For vEDS, the following guidelines were given:
- “Molecular screening by Sanger sequencing of COL3A1, or targeted resequencing of a gene panel that includes COL3A1 and COL1A1 (the latter to identify the above‐listed arginine‐to‐cysteine substitution mutations) is indicated. When no mutation is identified, this approach should be complemented with a CNV detection strategy to identify large deletions or duplications.
- Absence of these confirmatory findings does not exclude the diagnosis, as specific types of mutations (e.g., deep intronic mutations) may go undetected by standard diagnostic molecular techniques; however, alternative diagnoses should be considered in the absence of a COL3A1 or COL1A1 mutation (Malfait et al., 2017).”
For hypermobile EDS (hEDS), the following guidelines were given:
- “The diagnosis of hEDS remains clinical as there is yet no reliable or appreciable genetic etiology to test for in the vast majority of patients (Malfait et al., 2017).”
For arthrochalasia EDS (aEDS), the following guideline were given:
- “Molecular screening by Sanger sequencing of COL1A1 and COL1A2, or targeted resequencing of a gene panel that includes these genes, is indicated. When no mutation is identified, this approach should be complemented with a CNV detection strategy to identify large deletions or duplications.
- In case of unavailability of genetic testing, SDS PAGE of the pepsin‐digested collagen in the medium or cell layer of cultured dermal fibroblasts demonstrates the presence of a mutant pNα1(I) or pNα2(I) chain (precursor procollagen chains in which the carboxy (C)‐but not the amino (N)‐propetide is cleaved off).
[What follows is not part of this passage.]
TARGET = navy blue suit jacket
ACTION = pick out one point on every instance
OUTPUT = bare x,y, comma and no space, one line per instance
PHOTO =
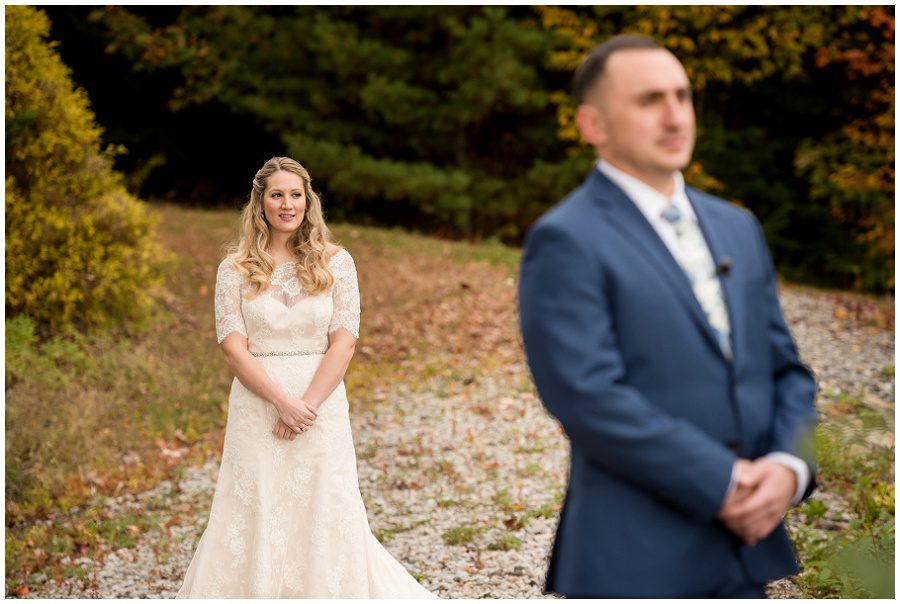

- TEM of skin specimens shows loosely and randomly organized collagen fibrils with a smaller and more variable diameter, and an irregular outline. These findings may support the diagnosis, but cannot confirm it.
- Absence of a causative mutation in COL1A1 or COL1A2 that leads to complete or partial deletion of the exon 6 of either gene excludes the diagnosis of aEDS (Malfait et al., 2017).”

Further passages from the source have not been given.